The question haunts us all in the rare moments we cobble together to ponder it, which is probably why books about women venturing forth in search of themselves are so exhilarating. In Laurie Colwin's Happy All the Time, Holly Sturgis leaves town purposefully and calmly. She's not fleeing her husband so much as simply claiming space for herself, distance from which to gain perspective—and adding a dash of daring to the familiar. (Gloriously, her husband's resulting fear and nerves do nothing to dissuade her.)

Recent writers may have modernized the journey, but the trope predates them. E.M. Forster's characters took the trip more than once: Adela Quested in A Passage to India joins an older widow on a fateful trip to the fictional Chandrapore and discovers that an adventure in a new country should probably take into account the people who already live there. Forster's novel A Room with a View also follows a young woman embarking on a more independent path; Lucy Honeychurch and her cousin travel to Florence and Rome, experience a failed engagement and an elopement, even encounter murder. Europe has long hosted fictional American ingenues seeking the best versions of themselves, from Isabel Archer and her doomed but determined choice of a husband in Henry James's The Portrait of a Lady to Isabel Walker, who got quite a Parisian education in older men and lingerie in Diane Johnson's Le Divorce. (Conversely, Hemingway's Lady Brett Ashley careened through Europe in The Sun Also Rises in order to avoid learning anything about herself. I can't recommend her methods, but her taste in matadors is unassailable.)

Okay, so it's not always triumphant, this search for oneself. And sometimes, as in Alice Munro's story "The Children Stay," the flight is barely comprehensible. Pauline ditches her family during their vacation on Vancouver Island for a callow younger man in a nearby motel. Her lurch away from life as a mother and wife is so impulsive and carnal, it feels almost creaturely; but even when she does take a moment to think it through, she forces herself not to return home. Pauline has revealed something of her deepest self that most of us can relate to: That innermost chamber isn't always filled with light.

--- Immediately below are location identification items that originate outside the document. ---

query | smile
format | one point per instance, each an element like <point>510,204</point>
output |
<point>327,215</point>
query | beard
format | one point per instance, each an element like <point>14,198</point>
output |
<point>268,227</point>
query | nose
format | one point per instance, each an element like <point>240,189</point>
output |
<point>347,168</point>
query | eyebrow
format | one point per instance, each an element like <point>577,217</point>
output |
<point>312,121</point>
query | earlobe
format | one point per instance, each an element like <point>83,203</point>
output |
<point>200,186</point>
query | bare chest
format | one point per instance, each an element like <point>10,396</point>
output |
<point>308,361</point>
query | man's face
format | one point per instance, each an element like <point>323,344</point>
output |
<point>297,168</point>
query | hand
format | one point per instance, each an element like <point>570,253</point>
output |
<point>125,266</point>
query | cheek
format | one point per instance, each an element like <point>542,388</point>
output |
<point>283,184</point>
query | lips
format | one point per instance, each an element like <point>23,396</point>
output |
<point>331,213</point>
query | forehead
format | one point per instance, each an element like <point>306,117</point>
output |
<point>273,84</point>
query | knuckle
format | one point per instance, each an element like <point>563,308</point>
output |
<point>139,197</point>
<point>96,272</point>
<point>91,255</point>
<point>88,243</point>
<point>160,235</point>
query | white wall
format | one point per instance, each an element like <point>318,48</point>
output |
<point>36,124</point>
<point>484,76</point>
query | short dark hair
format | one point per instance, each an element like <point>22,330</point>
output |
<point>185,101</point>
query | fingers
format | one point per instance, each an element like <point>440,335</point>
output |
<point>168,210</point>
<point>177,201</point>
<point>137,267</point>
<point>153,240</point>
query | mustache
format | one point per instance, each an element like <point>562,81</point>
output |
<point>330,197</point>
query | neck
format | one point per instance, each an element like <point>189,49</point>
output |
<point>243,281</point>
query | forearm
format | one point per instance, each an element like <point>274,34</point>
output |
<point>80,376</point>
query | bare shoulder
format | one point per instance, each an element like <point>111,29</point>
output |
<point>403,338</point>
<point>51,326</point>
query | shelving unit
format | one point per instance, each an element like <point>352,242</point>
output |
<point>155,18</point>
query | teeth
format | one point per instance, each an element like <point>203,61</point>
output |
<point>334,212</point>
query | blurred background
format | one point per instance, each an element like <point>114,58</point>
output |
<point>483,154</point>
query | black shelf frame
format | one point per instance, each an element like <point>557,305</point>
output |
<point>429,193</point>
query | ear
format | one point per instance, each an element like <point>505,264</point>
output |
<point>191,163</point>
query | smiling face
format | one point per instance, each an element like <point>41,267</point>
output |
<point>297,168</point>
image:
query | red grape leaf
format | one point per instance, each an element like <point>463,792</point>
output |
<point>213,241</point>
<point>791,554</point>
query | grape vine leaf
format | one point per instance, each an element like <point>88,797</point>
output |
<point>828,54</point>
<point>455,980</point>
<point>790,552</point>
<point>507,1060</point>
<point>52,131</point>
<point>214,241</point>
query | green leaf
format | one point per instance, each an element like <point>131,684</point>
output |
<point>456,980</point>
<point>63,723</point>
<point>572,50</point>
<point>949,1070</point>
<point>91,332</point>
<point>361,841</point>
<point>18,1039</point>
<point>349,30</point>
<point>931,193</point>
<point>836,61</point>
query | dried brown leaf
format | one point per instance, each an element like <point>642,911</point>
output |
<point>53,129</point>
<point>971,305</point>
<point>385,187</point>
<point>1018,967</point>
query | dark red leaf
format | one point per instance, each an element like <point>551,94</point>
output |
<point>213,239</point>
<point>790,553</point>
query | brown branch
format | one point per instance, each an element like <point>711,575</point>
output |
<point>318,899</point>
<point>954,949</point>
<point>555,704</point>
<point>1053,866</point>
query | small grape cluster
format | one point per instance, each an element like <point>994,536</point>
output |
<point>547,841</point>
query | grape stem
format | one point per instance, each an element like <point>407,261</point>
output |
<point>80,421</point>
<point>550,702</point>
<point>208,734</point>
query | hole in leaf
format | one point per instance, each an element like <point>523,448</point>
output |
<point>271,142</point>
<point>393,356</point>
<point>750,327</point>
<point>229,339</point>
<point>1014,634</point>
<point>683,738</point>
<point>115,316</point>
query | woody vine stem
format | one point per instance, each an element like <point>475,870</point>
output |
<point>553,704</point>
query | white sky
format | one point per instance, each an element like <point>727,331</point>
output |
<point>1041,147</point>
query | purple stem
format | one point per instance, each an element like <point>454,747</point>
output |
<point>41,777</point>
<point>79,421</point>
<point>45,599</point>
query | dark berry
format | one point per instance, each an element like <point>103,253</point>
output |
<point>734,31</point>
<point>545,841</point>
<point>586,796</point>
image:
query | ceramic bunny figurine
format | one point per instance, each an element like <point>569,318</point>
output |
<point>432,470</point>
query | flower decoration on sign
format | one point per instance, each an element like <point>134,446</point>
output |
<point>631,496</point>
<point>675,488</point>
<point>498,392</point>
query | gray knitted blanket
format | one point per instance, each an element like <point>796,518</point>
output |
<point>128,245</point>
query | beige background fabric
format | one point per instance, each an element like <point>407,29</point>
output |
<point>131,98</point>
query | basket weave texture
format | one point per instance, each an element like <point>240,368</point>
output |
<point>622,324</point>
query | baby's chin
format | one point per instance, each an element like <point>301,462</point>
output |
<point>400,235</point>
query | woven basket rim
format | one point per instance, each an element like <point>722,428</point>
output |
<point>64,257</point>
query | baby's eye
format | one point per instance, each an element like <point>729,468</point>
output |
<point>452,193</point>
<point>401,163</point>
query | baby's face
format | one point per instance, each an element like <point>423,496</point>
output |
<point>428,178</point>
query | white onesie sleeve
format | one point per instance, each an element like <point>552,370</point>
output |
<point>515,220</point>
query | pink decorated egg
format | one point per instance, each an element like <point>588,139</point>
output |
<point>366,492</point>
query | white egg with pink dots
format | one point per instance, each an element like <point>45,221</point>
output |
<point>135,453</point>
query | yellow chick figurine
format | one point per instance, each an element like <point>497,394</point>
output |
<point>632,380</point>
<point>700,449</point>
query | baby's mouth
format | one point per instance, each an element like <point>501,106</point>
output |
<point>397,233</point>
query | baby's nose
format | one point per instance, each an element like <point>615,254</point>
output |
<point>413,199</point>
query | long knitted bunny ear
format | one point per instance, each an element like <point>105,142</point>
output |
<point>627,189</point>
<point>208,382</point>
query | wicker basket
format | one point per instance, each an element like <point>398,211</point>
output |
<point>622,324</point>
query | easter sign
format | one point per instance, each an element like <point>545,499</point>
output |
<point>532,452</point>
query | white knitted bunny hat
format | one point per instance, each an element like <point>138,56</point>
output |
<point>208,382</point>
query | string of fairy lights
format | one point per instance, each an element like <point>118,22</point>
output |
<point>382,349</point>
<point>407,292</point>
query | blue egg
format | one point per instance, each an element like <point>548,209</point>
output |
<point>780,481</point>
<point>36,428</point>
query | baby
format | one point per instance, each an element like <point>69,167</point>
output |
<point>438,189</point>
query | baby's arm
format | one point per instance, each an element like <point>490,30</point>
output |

This is just one example of the surprises to be found in these pages. What the questers tend to have in common is that they seek one thing but often find each another. The young ones, especially, tend to smooth out and grow up in their new environs, their inner posture straightening as they learn their way around sex, love, hunger, defiance, anger and loss. You feel them gathering weight as time passes, growing formidable. That's what happens to all of us, even on less extreme journeys. New terrain demands the flexing of new muscles; solitude leaves you with no one to decide for you, and no one to please, cater to or argue with. When you're the one person you answer to, these books remind us, it's only a matter of time before that authority starts to feel just right.